The hearing officer is the sole judge of the relevance and materiality of the evidence and of its weight and credibility. Article 8308-6.34(e). The decision of the hearing officer will be set aside only if the evidence supporting the hearing officer's determination is so weak or against the overwhelming weight of the evidence as to be clearly wrong or manifestly unjust. Atlantic Mutual Insurance Co. v. Middleman, 661 S.W.2d 182 (Tex. App.- San Antonio 1983, writ ref'd n.r.e.).
We believe that the evidence below is sufficient to support the hearing officer's finding that the demo vehicle constituted remuneration for claimant's performance of his job and therefore constitutes "wages" as defined in the Act. The testimony of both witnesses, along with the "Salesman Demonstrator and Sales Agreement," confirm that it was employer's standard practice to provide vehicles to its sales staff, and to replace such vehicles as they were sold. Sales personnel were allowed to use the demos for their own personal use, with limited restrictions.
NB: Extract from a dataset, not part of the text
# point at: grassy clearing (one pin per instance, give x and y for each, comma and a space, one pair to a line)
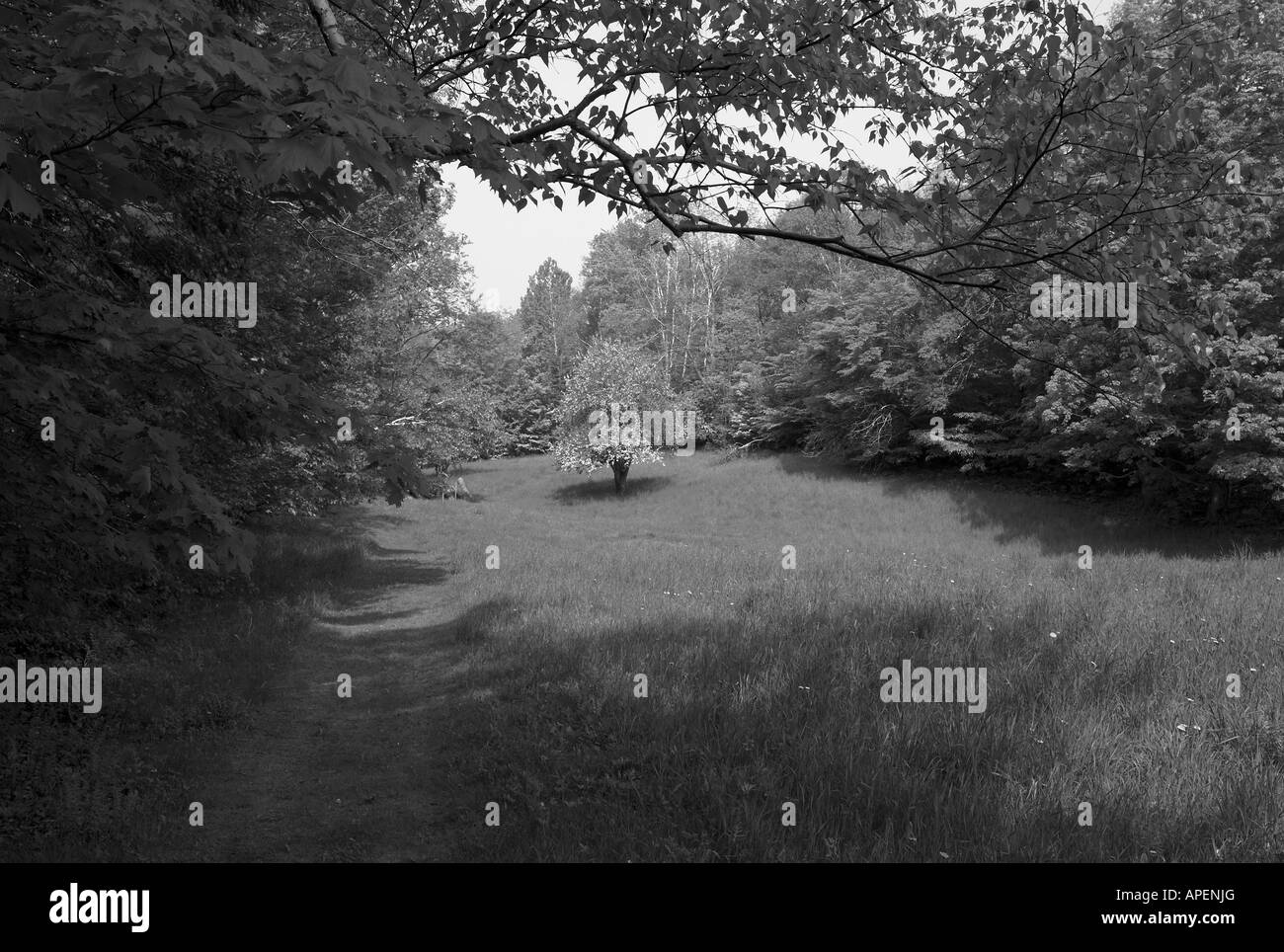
764, 682
114, 785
That the furnishing of demo vehicles also inured to the benefit of employer, which profited by their sale, does not appear to make them any less of a benefit or remuneration to an employee. Clearly, part of claimant's job as a salesman, according to Mr. D, was to "show and hopefully sell" such vehicles to customers of employer. As can be seen by the examples listed in the statute (which are not exhaustive), there may be items provided by an employer that are not salary but which nevertheless will come within the definition of "wage." We affirm the findings and conclusions of the hearing officer on this point.
The carrier also argues that, even if the use of the demo vehicle was an "other advantage" under the statute, there was insufficient evidence to support a determination that the vehicle's net value was $300.00 per month. The carrier argues that the lease of a new car would amount to that much, and that the used nature of the cars plus the restrictions on their use made them worth less. We note that the claimant estimated that the purchase or lease price of a new vehicle would be around $400.00 per month. On cross-examination Mr. D testified to the approximate purchase price of the demo vehicles, and stated that this would amount to somewhere around $300 to $350 per month. The claimant also testified that he was charged $350 per month for a comparable vehicle when he worked for a previous employer. We find this is sufficient evidence upon which the hearing officer could have based her determination, and that such is not against the great weight and preponderance of the evidence. Atlantic Mutual Insurance Co. v. Middleman, supra.
The decision and order of the hearing officer are affirmed.
Lynda H. Nesenholtz
Philip F. O'Neill
Gary L. Kilgore
1The carrier also argues that the Internal Revenue Code states that a demo vehicle is not a benefit to be included in calculating an employee's wage, and it attaches pertinent portions to the Code to its request for review. As this material was not introduced at the hearing, however, we will not consider it on appeal. We also observe that a determination with regard to taxable income is not necessarily relevant to the issue of AWW.